A lenda diz: “Quem chama por Candyman 5 vezes na frente de um espelho é morto por ele”. E quem o faz no filme, o faz zombando. Mas, por ser um filme com esse trio – Peele/Rosenfeld/Costa – a entidade ganha uma resignificação: Se o Candyman um ser que nasce das apropriações de espaços negros, da minimização de histórias negras, e das injustiças cometidas contra negros, o monstro vem pelo desconhecimento. E o desconhecimento traz a violência que o filme imprime. No fim, a morte e a dor são as consequencias por desconhecer e descaracterizar.
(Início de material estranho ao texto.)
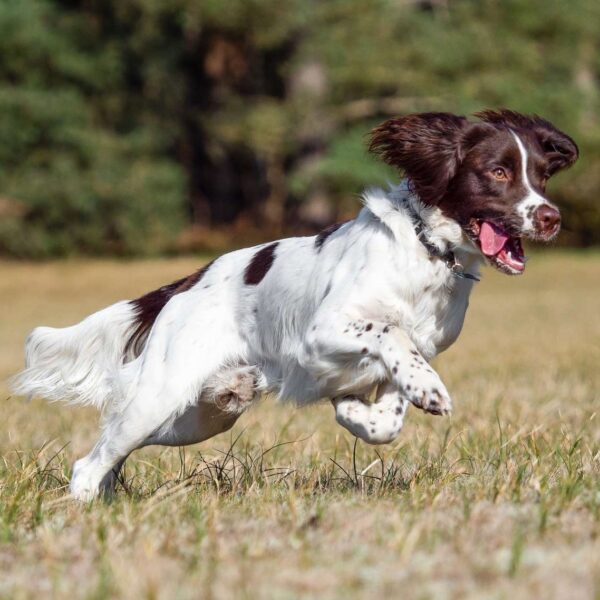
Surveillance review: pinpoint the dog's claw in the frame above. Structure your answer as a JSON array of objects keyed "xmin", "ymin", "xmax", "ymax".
[{"xmin": 405, "ymin": 386, "xmax": 452, "ymax": 416}]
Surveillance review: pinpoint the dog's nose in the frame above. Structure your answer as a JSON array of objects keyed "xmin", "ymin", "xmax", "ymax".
[{"xmin": 534, "ymin": 204, "xmax": 561, "ymax": 237}]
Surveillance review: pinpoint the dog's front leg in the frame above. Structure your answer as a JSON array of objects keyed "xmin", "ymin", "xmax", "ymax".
[{"xmin": 306, "ymin": 317, "xmax": 452, "ymax": 416}]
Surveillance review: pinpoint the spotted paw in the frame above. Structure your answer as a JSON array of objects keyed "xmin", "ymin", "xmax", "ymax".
[
  {"xmin": 332, "ymin": 395, "xmax": 403, "ymax": 445},
  {"xmin": 402, "ymin": 370, "xmax": 452, "ymax": 416},
  {"xmin": 409, "ymin": 387, "xmax": 452, "ymax": 415}
]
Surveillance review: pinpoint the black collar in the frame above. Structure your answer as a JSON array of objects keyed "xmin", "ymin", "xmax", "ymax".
[{"xmin": 408, "ymin": 204, "xmax": 480, "ymax": 282}]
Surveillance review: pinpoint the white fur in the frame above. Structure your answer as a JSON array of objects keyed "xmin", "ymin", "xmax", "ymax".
[
  {"xmin": 13, "ymin": 182, "xmax": 483, "ymax": 501},
  {"xmin": 13, "ymin": 301, "xmax": 135, "ymax": 410},
  {"xmin": 512, "ymin": 132, "xmax": 558, "ymax": 233}
]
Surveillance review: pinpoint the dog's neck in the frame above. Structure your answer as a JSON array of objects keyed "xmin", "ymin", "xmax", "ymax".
[{"xmin": 362, "ymin": 181, "xmax": 483, "ymax": 278}]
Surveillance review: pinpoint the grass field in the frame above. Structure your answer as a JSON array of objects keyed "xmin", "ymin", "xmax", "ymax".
[{"xmin": 1, "ymin": 253, "xmax": 599, "ymax": 599}]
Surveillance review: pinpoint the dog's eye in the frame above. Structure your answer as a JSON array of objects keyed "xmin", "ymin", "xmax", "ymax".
[{"xmin": 491, "ymin": 167, "xmax": 508, "ymax": 181}]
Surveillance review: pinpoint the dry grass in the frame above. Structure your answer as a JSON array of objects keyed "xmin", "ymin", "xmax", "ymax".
[{"xmin": 1, "ymin": 252, "xmax": 599, "ymax": 599}]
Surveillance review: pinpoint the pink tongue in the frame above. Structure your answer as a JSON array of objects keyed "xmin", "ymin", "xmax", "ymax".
[{"xmin": 479, "ymin": 221, "xmax": 509, "ymax": 256}]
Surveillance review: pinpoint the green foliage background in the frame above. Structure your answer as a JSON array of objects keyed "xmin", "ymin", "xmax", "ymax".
[{"xmin": 0, "ymin": 0, "xmax": 598, "ymax": 257}]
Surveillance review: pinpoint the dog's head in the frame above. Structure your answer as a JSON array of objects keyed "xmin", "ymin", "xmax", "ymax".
[{"xmin": 369, "ymin": 110, "xmax": 579, "ymax": 274}]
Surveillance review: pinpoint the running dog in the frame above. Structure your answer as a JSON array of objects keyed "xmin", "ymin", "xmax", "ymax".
[{"xmin": 13, "ymin": 109, "xmax": 578, "ymax": 501}]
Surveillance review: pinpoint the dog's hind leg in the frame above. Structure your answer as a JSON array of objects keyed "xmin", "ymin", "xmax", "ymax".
[
  {"xmin": 69, "ymin": 294, "xmax": 252, "ymax": 502},
  {"xmin": 333, "ymin": 381, "xmax": 409, "ymax": 445},
  {"xmin": 94, "ymin": 387, "xmax": 248, "ymax": 496},
  {"xmin": 70, "ymin": 363, "xmax": 263, "ymax": 501},
  {"xmin": 70, "ymin": 395, "xmax": 221, "ymax": 502}
]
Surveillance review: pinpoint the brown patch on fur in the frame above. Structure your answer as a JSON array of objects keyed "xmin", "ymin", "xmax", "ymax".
[
  {"xmin": 244, "ymin": 242, "xmax": 278, "ymax": 285},
  {"xmin": 124, "ymin": 260, "xmax": 215, "ymax": 358},
  {"xmin": 315, "ymin": 222, "xmax": 346, "ymax": 251}
]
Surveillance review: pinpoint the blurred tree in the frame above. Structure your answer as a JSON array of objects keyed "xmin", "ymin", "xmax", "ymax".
[
  {"xmin": 0, "ymin": 0, "xmax": 185, "ymax": 256},
  {"xmin": 0, "ymin": 0, "xmax": 598, "ymax": 256}
]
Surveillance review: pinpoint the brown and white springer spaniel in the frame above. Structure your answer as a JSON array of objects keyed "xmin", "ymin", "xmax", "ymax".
[{"xmin": 13, "ymin": 110, "xmax": 578, "ymax": 501}]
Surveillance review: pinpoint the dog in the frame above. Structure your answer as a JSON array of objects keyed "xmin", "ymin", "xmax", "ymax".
[{"xmin": 13, "ymin": 109, "xmax": 578, "ymax": 501}]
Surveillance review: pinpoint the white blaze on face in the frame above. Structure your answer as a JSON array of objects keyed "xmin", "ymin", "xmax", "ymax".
[{"xmin": 511, "ymin": 132, "xmax": 556, "ymax": 234}]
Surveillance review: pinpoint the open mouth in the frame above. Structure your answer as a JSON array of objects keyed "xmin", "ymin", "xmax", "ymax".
[{"xmin": 470, "ymin": 220, "xmax": 526, "ymax": 274}]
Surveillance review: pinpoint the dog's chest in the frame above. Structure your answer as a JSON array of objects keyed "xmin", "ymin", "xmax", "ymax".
[
  {"xmin": 415, "ymin": 279, "xmax": 471, "ymax": 356},
  {"xmin": 386, "ymin": 261, "xmax": 473, "ymax": 358}
]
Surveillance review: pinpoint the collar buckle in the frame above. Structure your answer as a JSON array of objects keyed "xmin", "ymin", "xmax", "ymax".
[
  {"xmin": 449, "ymin": 257, "xmax": 464, "ymax": 275},
  {"xmin": 449, "ymin": 257, "xmax": 480, "ymax": 281}
]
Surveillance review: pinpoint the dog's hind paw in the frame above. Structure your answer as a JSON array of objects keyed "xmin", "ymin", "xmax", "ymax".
[
  {"xmin": 206, "ymin": 365, "xmax": 263, "ymax": 414},
  {"xmin": 70, "ymin": 458, "xmax": 103, "ymax": 502}
]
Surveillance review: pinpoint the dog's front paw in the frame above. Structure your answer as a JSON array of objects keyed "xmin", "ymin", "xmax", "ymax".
[
  {"xmin": 333, "ymin": 395, "xmax": 403, "ymax": 445},
  {"xmin": 403, "ymin": 370, "xmax": 452, "ymax": 416},
  {"xmin": 409, "ymin": 386, "xmax": 452, "ymax": 415}
]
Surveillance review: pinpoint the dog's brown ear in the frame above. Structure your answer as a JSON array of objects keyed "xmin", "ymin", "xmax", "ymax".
[
  {"xmin": 476, "ymin": 109, "xmax": 579, "ymax": 175},
  {"xmin": 532, "ymin": 120, "xmax": 579, "ymax": 175},
  {"xmin": 369, "ymin": 112, "xmax": 476, "ymax": 205}
]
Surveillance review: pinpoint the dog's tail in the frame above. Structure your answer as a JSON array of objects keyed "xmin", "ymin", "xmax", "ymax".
[
  {"xmin": 11, "ymin": 264, "xmax": 213, "ymax": 409},
  {"xmin": 11, "ymin": 300, "xmax": 139, "ymax": 410}
]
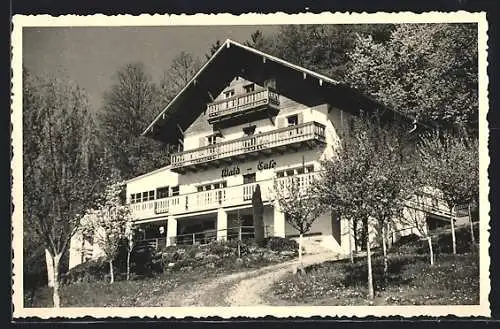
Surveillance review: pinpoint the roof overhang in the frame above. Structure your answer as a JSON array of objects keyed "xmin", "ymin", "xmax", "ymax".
[{"xmin": 142, "ymin": 39, "xmax": 429, "ymax": 144}]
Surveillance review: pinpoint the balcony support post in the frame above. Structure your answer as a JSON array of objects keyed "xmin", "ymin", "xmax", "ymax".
[
  {"xmin": 273, "ymin": 203, "xmax": 286, "ymax": 238},
  {"xmin": 217, "ymin": 208, "xmax": 228, "ymax": 241},
  {"xmin": 166, "ymin": 216, "xmax": 177, "ymax": 247}
]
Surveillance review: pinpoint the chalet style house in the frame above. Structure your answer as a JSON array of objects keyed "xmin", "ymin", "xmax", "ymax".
[{"xmin": 68, "ymin": 40, "xmax": 461, "ymax": 268}]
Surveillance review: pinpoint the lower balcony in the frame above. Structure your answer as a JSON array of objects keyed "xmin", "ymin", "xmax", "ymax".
[
  {"xmin": 170, "ymin": 121, "xmax": 326, "ymax": 173},
  {"xmin": 130, "ymin": 173, "xmax": 317, "ymax": 220}
]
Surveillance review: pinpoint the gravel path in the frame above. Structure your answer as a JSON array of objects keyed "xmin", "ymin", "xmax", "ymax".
[{"xmin": 161, "ymin": 252, "xmax": 344, "ymax": 307}]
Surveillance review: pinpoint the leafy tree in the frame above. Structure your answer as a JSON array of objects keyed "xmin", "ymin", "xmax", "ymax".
[
  {"xmin": 273, "ymin": 174, "xmax": 325, "ymax": 272},
  {"xmin": 251, "ymin": 184, "xmax": 265, "ymax": 247},
  {"xmin": 419, "ymin": 132, "xmax": 479, "ymax": 254},
  {"xmin": 252, "ymin": 25, "xmax": 393, "ymax": 80},
  {"xmin": 346, "ymin": 23, "xmax": 478, "ymax": 134},
  {"xmin": 80, "ymin": 182, "xmax": 134, "ymax": 283},
  {"xmin": 99, "ymin": 62, "xmax": 170, "ymax": 179},
  {"xmin": 23, "ymin": 69, "xmax": 105, "ymax": 307}
]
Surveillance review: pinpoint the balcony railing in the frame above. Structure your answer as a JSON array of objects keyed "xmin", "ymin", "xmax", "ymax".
[
  {"xmin": 171, "ymin": 121, "xmax": 326, "ymax": 172},
  {"xmin": 130, "ymin": 172, "xmax": 318, "ymax": 220},
  {"xmin": 206, "ymin": 88, "xmax": 280, "ymax": 123}
]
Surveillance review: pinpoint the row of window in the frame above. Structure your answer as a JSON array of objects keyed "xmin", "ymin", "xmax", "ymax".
[
  {"xmin": 130, "ymin": 166, "xmax": 314, "ymax": 204},
  {"xmin": 223, "ymin": 84, "xmax": 255, "ymax": 99},
  {"xmin": 200, "ymin": 113, "xmax": 303, "ymax": 147},
  {"xmin": 130, "ymin": 185, "xmax": 179, "ymax": 204},
  {"xmin": 276, "ymin": 165, "xmax": 315, "ymax": 178},
  {"xmin": 197, "ymin": 181, "xmax": 227, "ymax": 192}
]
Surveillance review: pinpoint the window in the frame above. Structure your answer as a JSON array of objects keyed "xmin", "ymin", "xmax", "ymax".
[
  {"xmin": 130, "ymin": 193, "xmax": 140, "ymax": 204},
  {"xmin": 207, "ymin": 135, "xmax": 218, "ymax": 145},
  {"xmin": 244, "ymin": 84, "xmax": 255, "ymax": 93},
  {"xmin": 305, "ymin": 165, "xmax": 314, "ymax": 173},
  {"xmin": 243, "ymin": 173, "xmax": 256, "ymax": 184},
  {"xmin": 140, "ymin": 191, "xmax": 154, "ymax": 202},
  {"xmin": 243, "ymin": 125, "xmax": 256, "ymax": 136},
  {"xmin": 296, "ymin": 167, "xmax": 305, "ymax": 175},
  {"xmin": 287, "ymin": 114, "xmax": 298, "ymax": 126},
  {"xmin": 224, "ymin": 89, "xmax": 235, "ymax": 99},
  {"xmin": 276, "ymin": 171, "xmax": 285, "ymax": 178},
  {"xmin": 156, "ymin": 186, "xmax": 169, "ymax": 199},
  {"xmin": 197, "ymin": 181, "xmax": 227, "ymax": 192},
  {"xmin": 171, "ymin": 186, "xmax": 180, "ymax": 196}
]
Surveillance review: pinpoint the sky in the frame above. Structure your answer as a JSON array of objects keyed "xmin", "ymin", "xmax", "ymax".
[{"xmin": 22, "ymin": 25, "xmax": 279, "ymax": 112}]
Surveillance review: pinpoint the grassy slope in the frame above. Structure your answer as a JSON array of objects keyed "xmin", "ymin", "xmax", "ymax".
[
  {"xmin": 268, "ymin": 227, "xmax": 479, "ymax": 306},
  {"xmin": 26, "ymin": 240, "xmax": 297, "ymax": 308}
]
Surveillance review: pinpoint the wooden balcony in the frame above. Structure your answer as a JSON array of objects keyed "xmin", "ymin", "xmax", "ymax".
[
  {"xmin": 130, "ymin": 173, "xmax": 318, "ymax": 220},
  {"xmin": 171, "ymin": 121, "xmax": 326, "ymax": 173},
  {"xmin": 206, "ymin": 88, "xmax": 280, "ymax": 124}
]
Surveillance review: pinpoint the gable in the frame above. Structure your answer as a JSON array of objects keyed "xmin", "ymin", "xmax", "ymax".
[{"xmin": 143, "ymin": 40, "xmax": 420, "ymax": 144}]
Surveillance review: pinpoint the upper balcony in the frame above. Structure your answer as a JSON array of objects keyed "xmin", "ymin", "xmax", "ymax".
[
  {"xmin": 170, "ymin": 121, "xmax": 327, "ymax": 173},
  {"xmin": 206, "ymin": 88, "xmax": 280, "ymax": 125}
]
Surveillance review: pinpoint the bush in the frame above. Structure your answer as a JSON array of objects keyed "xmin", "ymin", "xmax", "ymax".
[
  {"xmin": 61, "ymin": 257, "xmax": 110, "ymax": 284},
  {"xmin": 264, "ymin": 237, "xmax": 298, "ymax": 253}
]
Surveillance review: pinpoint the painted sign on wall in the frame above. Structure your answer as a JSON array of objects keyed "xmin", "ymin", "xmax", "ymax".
[{"xmin": 221, "ymin": 159, "xmax": 277, "ymax": 177}]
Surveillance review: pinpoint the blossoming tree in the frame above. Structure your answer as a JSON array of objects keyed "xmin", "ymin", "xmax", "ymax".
[{"xmin": 81, "ymin": 182, "xmax": 134, "ymax": 283}]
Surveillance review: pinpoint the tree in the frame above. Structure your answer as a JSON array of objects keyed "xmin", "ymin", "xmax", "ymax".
[
  {"xmin": 80, "ymin": 182, "xmax": 134, "ymax": 284},
  {"xmin": 317, "ymin": 114, "xmax": 416, "ymax": 297},
  {"xmin": 205, "ymin": 40, "xmax": 222, "ymax": 60},
  {"xmin": 273, "ymin": 174, "xmax": 325, "ymax": 272},
  {"xmin": 99, "ymin": 62, "xmax": 170, "ymax": 179},
  {"xmin": 251, "ymin": 185, "xmax": 265, "ymax": 247},
  {"xmin": 23, "ymin": 69, "xmax": 105, "ymax": 307},
  {"xmin": 419, "ymin": 133, "xmax": 479, "ymax": 254},
  {"xmin": 346, "ymin": 24, "xmax": 478, "ymax": 134},
  {"xmin": 245, "ymin": 30, "xmax": 274, "ymax": 52},
  {"xmin": 161, "ymin": 51, "xmax": 202, "ymax": 102},
  {"xmin": 399, "ymin": 193, "xmax": 436, "ymax": 265},
  {"xmin": 251, "ymin": 25, "xmax": 394, "ymax": 80}
]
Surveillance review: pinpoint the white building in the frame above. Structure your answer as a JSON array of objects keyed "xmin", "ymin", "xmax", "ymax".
[{"xmin": 69, "ymin": 40, "xmax": 459, "ymax": 268}]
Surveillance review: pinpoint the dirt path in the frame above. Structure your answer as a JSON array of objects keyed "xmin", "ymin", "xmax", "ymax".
[{"xmin": 161, "ymin": 252, "xmax": 344, "ymax": 307}]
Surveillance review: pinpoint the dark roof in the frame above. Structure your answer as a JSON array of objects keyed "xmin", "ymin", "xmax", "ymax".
[{"xmin": 143, "ymin": 39, "xmax": 426, "ymax": 143}]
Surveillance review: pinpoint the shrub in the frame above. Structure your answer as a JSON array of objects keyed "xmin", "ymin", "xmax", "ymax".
[
  {"xmin": 61, "ymin": 257, "xmax": 110, "ymax": 284},
  {"xmin": 264, "ymin": 237, "xmax": 298, "ymax": 253}
]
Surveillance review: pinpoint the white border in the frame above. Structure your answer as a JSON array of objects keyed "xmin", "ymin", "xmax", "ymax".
[{"xmin": 11, "ymin": 12, "xmax": 490, "ymax": 319}]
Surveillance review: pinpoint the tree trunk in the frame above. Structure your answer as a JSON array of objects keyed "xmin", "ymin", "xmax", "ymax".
[
  {"xmin": 109, "ymin": 260, "xmax": 114, "ymax": 284},
  {"xmin": 298, "ymin": 233, "xmax": 303, "ymax": 272},
  {"xmin": 450, "ymin": 206, "xmax": 457, "ymax": 255},
  {"xmin": 427, "ymin": 236, "xmax": 434, "ymax": 266},
  {"xmin": 349, "ymin": 218, "xmax": 354, "ymax": 263},
  {"xmin": 126, "ymin": 249, "xmax": 131, "ymax": 281},
  {"xmin": 468, "ymin": 204, "xmax": 476, "ymax": 245},
  {"xmin": 353, "ymin": 219, "xmax": 358, "ymax": 252},
  {"xmin": 382, "ymin": 224, "xmax": 388, "ymax": 281},
  {"xmin": 366, "ymin": 233, "xmax": 374, "ymax": 300},
  {"xmin": 51, "ymin": 253, "xmax": 62, "ymax": 308}
]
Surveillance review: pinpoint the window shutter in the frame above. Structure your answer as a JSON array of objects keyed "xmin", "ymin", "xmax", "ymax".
[
  {"xmin": 277, "ymin": 117, "xmax": 285, "ymax": 128},
  {"xmin": 297, "ymin": 112, "xmax": 304, "ymax": 125}
]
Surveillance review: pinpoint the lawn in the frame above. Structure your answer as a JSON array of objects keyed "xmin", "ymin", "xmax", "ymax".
[{"xmin": 268, "ymin": 227, "xmax": 480, "ymax": 306}]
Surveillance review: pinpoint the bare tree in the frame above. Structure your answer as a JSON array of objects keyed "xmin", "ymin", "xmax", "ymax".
[
  {"xmin": 23, "ymin": 69, "xmax": 105, "ymax": 307},
  {"xmin": 272, "ymin": 174, "xmax": 325, "ymax": 272}
]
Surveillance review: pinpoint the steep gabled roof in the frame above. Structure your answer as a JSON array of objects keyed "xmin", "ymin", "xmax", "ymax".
[{"xmin": 143, "ymin": 39, "xmax": 422, "ymax": 143}]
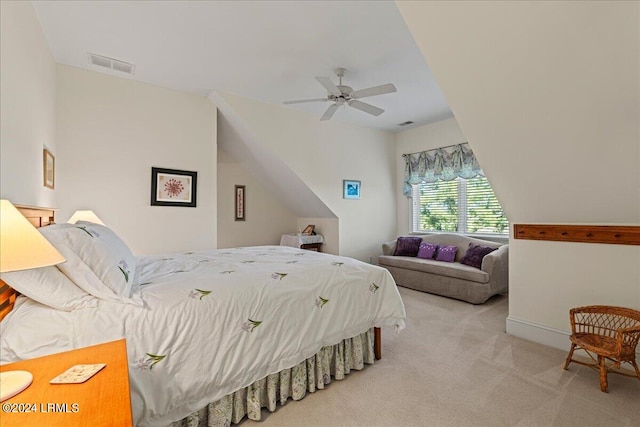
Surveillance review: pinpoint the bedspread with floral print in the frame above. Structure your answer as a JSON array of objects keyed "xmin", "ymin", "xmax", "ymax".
[{"xmin": 0, "ymin": 246, "xmax": 406, "ymax": 427}]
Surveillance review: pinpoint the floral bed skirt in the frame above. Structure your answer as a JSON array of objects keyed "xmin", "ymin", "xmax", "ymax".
[{"xmin": 173, "ymin": 328, "xmax": 376, "ymax": 427}]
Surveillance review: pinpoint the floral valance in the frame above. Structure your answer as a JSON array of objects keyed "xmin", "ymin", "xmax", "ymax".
[{"xmin": 403, "ymin": 143, "xmax": 483, "ymax": 196}]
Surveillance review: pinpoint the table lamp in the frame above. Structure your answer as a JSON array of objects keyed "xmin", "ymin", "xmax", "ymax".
[
  {"xmin": 0, "ymin": 199, "xmax": 66, "ymax": 402},
  {"xmin": 67, "ymin": 210, "xmax": 105, "ymax": 225}
]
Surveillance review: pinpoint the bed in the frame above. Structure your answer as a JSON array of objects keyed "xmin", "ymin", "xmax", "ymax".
[{"xmin": 0, "ymin": 206, "xmax": 407, "ymax": 426}]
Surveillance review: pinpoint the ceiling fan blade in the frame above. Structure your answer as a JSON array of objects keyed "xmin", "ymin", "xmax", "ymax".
[
  {"xmin": 348, "ymin": 100, "xmax": 384, "ymax": 116},
  {"xmin": 320, "ymin": 104, "xmax": 340, "ymax": 121},
  {"xmin": 283, "ymin": 98, "xmax": 327, "ymax": 105},
  {"xmin": 315, "ymin": 77, "xmax": 341, "ymax": 95},
  {"xmin": 352, "ymin": 83, "xmax": 397, "ymax": 99}
]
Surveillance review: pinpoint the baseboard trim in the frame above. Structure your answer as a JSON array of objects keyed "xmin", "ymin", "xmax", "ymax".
[
  {"xmin": 506, "ymin": 316, "xmax": 640, "ymax": 358},
  {"xmin": 506, "ymin": 316, "xmax": 571, "ymax": 352}
]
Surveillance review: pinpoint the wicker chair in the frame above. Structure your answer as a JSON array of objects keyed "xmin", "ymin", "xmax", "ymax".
[{"xmin": 563, "ymin": 305, "xmax": 640, "ymax": 392}]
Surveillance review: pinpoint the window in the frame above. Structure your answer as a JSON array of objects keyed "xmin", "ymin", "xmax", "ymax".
[{"xmin": 411, "ymin": 176, "xmax": 507, "ymax": 235}]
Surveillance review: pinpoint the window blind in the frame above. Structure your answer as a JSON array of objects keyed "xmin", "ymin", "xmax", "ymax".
[{"xmin": 412, "ymin": 176, "xmax": 507, "ymax": 235}]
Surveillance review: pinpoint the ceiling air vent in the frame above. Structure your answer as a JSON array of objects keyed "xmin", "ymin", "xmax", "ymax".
[
  {"xmin": 88, "ymin": 53, "xmax": 135, "ymax": 75},
  {"xmin": 397, "ymin": 121, "xmax": 414, "ymax": 127}
]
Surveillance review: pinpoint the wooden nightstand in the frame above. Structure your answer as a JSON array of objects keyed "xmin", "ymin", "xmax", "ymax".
[
  {"xmin": 0, "ymin": 339, "xmax": 132, "ymax": 426},
  {"xmin": 280, "ymin": 233, "xmax": 324, "ymax": 252},
  {"xmin": 299, "ymin": 242, "xmax": 323, "ymax": 252}
]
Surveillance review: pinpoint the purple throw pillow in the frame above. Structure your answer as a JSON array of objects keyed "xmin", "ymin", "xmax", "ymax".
[
  {"xmin": 417, "ymin": 242, "xmax": 437, "ymax": 259},
  {"xmin": 459, "ymin": 243, "xmax": 497, "ymax": 269},
  {"xmin": 435, "ymin": 245, "xmax": 458, "ymax": 262},
  {"xmin": 393, "ymin": 237, "xmax": 423, "ymax": 257}
]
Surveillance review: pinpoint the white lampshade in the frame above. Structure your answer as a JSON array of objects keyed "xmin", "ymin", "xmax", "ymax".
[
  {"xmin": 0, "ymin": 199, "xmax": 65, "ymax": 273},
  {"xmin": 67, "ymin": 210, "xmax": 105, "ymax": 225},
  {"xmin": 0, "ymin": 200, "xmax": 65, "ymax": 401}
]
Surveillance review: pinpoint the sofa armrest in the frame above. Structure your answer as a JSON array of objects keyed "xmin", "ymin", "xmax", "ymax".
[
  {"xmin": 382, "ymin": 240, "xmax": 397, "ymax": 256},
  {"xmin": 482, "ymin": 244, "xmax": 509, "ymax": 294}
]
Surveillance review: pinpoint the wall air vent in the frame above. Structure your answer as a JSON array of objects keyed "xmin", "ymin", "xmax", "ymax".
[
  {"xmin": 398, "ymin": 121, "xmax": 414, "ymax": 126},
  {"xmin": 87, "ymin": 53, "xmax": 135, "ymax": 75}
]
E isso não é diferente na sociedade: A violência que tentam atribuir aos guetos nada mais é do que a reação à quem equivocadamente a provoca sem saber. Em “A Lenda de Candyman”, Nia traz isso pelo terror.
O pecado do roteiro é não ser tão orgânico quanto em outras assinaturas de Peele, como “Nós” e “Corra”. Mas isso não tira méritos do filme, que traz Yahya e Parris muito bons em seus papéis.
Esse texto foi escrito por alguém que não vê filme de terror por padrão, mas que muito é cercado pelos significados do terror social impressos pelos filmes. E isso é um gosto de rever. E ainda que sendo um filme baseado em outro, “A lenda de Candyman” tem brilho próprio e desperta interesse. Pela lenda, pela história, e pelo que quer dizer nas entrelinhas.
E defender e exaltar a direção de uma mulher negra faz-se necessário e inegociável, para que a história não escreva outra coisa senão a verdade. Verdade que a dispersão – machista ao negar o lugar de uma mulher, ou social quando se expulsa locais ocupados por pessoas da periferia – tenta fazer constantemente. Como um apicultor, que espanta as abelhas da colméia. A diferença é o que a periferia tem a dar no lugar do mel.